There are examples of finding better ways to do it. My son's textbook costs were very low. The regional state university that he attended had some kind of thing where you rented your textbooks and turned them back in, often with a nominal or zero fee.
One professor at my poorly subsidized state uni who had a book he required for class was $180 or so. He had enough (spiral bound Xeroxed) copies in the library for everyone to borrow for the semester. Or you could buy a shiny new one from the bookstore or online at full fare. Another gave the classes copies of the chapters.
For an advanced course that is how the economics works out. They are expensive to produce and have limited demand, and typically only for a few years until they are replaced.
Yes, but this is intentional, and that's what's out of line. The main content stays the same but exercises and case studies are rotated out to force an upgrade.

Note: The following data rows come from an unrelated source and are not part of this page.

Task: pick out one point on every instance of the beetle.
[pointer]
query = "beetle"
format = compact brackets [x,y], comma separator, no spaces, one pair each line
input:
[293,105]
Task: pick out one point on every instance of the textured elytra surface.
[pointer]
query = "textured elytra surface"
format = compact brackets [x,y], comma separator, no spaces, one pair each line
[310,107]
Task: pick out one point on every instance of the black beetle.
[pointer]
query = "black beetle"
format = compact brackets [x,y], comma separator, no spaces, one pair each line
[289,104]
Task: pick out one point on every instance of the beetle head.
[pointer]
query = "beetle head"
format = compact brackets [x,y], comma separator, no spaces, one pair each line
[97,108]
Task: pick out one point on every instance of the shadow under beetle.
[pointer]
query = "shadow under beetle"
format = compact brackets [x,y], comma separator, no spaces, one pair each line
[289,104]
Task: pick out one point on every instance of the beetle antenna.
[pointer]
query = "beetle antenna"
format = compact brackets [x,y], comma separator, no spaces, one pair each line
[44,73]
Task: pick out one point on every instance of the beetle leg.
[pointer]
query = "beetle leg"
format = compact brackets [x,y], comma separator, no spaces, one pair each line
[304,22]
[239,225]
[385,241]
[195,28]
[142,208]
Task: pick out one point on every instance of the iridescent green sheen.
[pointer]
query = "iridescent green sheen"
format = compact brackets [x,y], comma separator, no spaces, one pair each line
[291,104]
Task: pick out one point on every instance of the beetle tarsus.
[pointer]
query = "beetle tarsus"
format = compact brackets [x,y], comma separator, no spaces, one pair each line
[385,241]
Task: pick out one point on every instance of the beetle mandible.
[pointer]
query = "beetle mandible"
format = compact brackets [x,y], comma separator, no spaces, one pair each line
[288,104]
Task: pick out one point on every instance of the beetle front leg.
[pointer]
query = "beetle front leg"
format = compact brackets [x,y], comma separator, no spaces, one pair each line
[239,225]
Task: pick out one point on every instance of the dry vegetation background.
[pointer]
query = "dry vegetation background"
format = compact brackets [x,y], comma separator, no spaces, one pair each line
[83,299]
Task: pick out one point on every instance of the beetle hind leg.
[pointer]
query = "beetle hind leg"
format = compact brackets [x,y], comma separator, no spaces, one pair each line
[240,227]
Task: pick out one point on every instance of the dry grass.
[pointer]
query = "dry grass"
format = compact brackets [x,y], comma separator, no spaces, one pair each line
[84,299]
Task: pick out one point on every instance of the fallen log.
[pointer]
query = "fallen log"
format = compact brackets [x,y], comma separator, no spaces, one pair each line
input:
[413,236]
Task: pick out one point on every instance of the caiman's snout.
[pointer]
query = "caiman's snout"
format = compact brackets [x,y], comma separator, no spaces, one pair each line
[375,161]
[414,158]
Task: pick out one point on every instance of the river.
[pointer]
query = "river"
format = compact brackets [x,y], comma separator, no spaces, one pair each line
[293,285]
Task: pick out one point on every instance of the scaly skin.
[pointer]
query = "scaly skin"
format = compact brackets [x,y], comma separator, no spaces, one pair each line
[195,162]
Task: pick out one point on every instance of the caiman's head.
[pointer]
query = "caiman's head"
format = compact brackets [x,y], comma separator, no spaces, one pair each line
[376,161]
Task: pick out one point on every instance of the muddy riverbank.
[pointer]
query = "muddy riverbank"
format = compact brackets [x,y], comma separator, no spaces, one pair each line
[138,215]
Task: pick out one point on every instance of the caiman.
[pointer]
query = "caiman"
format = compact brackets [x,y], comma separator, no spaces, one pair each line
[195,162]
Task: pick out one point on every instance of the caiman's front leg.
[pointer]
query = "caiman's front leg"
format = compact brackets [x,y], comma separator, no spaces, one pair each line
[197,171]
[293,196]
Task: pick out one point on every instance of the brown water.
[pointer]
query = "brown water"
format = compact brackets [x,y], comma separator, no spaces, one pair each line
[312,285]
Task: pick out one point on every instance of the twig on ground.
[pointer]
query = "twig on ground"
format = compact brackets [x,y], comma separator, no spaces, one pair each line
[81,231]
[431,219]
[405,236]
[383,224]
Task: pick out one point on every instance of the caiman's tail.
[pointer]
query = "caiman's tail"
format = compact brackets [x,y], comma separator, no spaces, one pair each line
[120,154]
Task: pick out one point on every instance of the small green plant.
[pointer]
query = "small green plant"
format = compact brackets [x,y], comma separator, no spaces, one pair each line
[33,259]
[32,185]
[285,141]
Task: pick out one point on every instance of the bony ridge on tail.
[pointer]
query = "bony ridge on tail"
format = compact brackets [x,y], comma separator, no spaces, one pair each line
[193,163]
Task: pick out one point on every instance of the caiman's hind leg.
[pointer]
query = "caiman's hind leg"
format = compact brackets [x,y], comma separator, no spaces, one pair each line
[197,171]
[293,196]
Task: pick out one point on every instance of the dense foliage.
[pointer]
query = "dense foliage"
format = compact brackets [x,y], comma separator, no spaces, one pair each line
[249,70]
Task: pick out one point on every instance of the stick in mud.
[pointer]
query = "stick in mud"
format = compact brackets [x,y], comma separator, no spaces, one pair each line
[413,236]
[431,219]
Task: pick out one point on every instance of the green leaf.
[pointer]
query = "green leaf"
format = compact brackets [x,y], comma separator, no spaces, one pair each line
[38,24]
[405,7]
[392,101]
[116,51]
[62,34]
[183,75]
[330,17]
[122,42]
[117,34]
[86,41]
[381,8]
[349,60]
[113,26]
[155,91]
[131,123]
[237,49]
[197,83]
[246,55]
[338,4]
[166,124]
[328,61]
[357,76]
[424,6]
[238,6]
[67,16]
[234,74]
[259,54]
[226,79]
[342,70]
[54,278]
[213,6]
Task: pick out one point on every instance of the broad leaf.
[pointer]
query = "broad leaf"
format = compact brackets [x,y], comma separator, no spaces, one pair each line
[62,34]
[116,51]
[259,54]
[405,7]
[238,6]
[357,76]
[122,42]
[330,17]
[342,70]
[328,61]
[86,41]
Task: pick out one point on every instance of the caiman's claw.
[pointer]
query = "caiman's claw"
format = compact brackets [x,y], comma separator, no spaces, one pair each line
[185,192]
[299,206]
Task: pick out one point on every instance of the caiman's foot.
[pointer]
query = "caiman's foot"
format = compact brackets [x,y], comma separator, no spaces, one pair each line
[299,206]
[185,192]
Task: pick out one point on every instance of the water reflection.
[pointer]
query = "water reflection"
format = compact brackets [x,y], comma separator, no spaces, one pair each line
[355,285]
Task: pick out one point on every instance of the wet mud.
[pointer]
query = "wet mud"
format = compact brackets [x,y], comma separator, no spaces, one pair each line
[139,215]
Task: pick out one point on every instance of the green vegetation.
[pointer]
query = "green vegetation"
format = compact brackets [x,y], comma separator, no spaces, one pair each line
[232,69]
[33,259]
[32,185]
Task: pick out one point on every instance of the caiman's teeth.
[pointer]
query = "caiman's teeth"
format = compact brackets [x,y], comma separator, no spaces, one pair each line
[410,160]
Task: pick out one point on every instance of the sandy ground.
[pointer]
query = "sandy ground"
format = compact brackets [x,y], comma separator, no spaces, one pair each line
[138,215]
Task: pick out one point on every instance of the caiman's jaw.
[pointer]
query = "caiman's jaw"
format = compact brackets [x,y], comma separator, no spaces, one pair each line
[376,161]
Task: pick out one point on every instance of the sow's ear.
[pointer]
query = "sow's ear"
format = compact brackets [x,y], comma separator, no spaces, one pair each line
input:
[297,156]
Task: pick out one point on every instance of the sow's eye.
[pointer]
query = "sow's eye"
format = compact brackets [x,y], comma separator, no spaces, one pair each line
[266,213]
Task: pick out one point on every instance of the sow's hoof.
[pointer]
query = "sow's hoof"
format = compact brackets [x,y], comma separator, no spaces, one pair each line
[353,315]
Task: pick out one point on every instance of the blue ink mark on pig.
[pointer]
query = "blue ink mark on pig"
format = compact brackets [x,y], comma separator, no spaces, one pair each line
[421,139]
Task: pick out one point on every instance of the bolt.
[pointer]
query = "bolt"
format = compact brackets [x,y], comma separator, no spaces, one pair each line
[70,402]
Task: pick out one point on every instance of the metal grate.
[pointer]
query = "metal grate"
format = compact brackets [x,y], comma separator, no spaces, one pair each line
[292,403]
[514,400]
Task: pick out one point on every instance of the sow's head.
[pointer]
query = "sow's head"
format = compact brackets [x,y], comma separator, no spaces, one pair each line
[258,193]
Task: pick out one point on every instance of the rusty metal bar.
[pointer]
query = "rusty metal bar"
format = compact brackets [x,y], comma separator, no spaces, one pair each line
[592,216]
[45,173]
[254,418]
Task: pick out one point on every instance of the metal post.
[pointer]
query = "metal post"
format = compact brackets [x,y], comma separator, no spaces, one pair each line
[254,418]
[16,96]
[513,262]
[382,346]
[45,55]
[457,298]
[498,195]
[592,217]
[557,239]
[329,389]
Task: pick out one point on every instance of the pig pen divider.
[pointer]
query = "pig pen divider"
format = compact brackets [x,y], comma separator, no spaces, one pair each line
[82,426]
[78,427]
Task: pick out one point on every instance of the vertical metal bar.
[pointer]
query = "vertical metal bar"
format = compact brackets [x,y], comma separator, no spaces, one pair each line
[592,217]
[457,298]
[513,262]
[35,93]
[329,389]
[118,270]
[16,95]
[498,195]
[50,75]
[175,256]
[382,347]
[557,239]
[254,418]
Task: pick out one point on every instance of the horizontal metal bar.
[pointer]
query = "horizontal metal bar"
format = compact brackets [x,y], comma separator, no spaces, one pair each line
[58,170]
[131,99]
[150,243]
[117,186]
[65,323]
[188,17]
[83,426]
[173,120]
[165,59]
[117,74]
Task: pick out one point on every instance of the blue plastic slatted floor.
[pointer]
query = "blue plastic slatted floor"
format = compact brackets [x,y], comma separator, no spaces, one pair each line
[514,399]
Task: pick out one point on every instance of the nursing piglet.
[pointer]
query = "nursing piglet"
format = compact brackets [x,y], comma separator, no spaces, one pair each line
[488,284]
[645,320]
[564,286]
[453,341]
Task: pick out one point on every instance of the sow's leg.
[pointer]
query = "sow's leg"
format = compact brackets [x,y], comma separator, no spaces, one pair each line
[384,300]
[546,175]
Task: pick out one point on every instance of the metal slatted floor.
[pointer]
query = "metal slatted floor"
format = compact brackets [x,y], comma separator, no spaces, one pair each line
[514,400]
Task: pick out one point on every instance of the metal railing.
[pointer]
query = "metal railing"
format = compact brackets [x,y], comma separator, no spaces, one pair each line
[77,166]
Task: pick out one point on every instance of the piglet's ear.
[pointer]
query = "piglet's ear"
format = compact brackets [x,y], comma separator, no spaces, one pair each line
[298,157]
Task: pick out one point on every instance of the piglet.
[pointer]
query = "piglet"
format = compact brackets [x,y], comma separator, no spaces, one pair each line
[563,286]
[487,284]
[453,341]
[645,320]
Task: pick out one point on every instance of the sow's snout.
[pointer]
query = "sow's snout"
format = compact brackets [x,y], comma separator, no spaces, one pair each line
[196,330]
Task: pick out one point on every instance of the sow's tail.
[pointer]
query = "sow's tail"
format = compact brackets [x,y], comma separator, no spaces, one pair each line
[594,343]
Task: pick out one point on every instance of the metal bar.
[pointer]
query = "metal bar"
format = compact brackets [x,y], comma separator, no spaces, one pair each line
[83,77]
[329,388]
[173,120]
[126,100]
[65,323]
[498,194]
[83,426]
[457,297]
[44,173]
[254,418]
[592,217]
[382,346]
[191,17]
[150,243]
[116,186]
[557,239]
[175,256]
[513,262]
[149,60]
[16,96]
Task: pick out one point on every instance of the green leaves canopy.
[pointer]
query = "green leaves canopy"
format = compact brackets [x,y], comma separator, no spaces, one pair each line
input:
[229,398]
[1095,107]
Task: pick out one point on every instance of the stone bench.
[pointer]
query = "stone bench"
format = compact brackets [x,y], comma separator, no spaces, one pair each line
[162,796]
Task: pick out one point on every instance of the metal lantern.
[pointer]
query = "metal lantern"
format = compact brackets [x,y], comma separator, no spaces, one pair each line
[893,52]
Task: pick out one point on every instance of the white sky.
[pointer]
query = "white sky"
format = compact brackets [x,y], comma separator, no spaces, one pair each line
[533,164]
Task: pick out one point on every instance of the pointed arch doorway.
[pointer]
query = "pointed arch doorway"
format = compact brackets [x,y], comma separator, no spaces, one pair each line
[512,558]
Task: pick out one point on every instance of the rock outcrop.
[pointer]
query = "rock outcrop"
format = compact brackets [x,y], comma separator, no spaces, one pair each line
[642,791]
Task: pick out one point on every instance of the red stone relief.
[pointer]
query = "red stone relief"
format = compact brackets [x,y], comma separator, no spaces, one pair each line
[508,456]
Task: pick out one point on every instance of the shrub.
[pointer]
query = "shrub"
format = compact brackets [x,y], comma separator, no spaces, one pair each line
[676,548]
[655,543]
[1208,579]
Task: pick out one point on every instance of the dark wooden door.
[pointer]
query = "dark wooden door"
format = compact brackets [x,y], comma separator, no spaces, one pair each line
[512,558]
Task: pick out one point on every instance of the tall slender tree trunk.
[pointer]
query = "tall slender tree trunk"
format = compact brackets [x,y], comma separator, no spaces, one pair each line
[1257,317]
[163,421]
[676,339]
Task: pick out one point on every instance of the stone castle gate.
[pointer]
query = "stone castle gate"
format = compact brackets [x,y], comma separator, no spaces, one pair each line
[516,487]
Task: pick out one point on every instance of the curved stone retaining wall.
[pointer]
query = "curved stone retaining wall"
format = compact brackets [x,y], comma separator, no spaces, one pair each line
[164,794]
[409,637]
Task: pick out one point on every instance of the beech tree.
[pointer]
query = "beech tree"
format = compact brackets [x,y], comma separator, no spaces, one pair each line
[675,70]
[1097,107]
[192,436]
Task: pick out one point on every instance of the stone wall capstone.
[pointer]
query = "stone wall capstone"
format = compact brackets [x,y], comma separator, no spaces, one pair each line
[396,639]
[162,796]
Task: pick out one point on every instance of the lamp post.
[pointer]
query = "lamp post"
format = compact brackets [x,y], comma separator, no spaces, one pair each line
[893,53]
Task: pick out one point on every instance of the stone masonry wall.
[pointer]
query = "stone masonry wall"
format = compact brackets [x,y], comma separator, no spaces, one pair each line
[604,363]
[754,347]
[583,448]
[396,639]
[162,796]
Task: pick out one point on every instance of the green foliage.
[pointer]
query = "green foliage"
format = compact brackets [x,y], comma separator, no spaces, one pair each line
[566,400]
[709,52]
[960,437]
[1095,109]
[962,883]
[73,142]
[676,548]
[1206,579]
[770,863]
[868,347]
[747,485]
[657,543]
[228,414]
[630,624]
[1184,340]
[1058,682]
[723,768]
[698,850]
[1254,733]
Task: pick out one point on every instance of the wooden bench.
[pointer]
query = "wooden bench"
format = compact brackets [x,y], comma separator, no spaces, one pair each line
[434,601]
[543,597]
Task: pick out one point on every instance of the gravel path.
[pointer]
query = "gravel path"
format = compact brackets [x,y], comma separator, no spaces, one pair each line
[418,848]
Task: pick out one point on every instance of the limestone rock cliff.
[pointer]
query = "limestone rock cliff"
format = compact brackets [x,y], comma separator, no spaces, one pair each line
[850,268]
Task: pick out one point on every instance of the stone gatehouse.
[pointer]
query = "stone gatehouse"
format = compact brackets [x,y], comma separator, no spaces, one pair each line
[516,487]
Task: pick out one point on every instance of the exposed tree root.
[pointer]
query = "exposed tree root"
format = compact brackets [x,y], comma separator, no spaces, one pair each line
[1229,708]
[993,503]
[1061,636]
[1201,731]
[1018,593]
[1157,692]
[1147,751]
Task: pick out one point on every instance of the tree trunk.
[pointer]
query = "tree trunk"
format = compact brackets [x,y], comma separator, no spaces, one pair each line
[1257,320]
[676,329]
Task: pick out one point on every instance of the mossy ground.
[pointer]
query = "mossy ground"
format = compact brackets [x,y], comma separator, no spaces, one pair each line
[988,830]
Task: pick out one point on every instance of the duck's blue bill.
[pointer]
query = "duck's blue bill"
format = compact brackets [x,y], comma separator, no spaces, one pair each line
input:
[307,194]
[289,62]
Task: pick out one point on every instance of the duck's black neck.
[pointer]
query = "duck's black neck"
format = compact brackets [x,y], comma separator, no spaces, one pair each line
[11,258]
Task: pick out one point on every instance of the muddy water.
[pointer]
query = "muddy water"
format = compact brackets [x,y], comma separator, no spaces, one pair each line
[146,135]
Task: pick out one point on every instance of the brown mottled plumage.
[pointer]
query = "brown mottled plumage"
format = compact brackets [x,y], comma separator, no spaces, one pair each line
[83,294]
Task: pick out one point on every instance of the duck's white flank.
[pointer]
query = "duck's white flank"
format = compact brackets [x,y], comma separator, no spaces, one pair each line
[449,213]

The business strategy class I took in college in Ireland used the same book for two or three years, even though the book was reshuffled every year, just to enable some spreading of the financial burden on students.
At least in some fields, advanced courses are the most likely to have lower cost textbooks. Real analysis textbooks are usually cheaper than calculus textbooks. It's the introductory courses that tend to have $200 behemoths attached to online homework platforms optimized for ease of grading rather than student learning.
I love Anna but it's also a poor school that doesn't have its own library that has at least a few copies of every textbook used by classes + inter-library loans. Can be a nice way to make friends by sharing a physical book to study and do exercises from in a shared workspace.
As an educator I always make a point to give the resources to the students and or give avenues to it that are not paywalled.
Knowledge is the only resource that only becomes greater the more is shared because people share back what they learned. Mind you this only works if people are paying it forward. But often the educator gets more from teaching than the student does.
In any other industry they call this corruption, but in academia it’s apparently ok.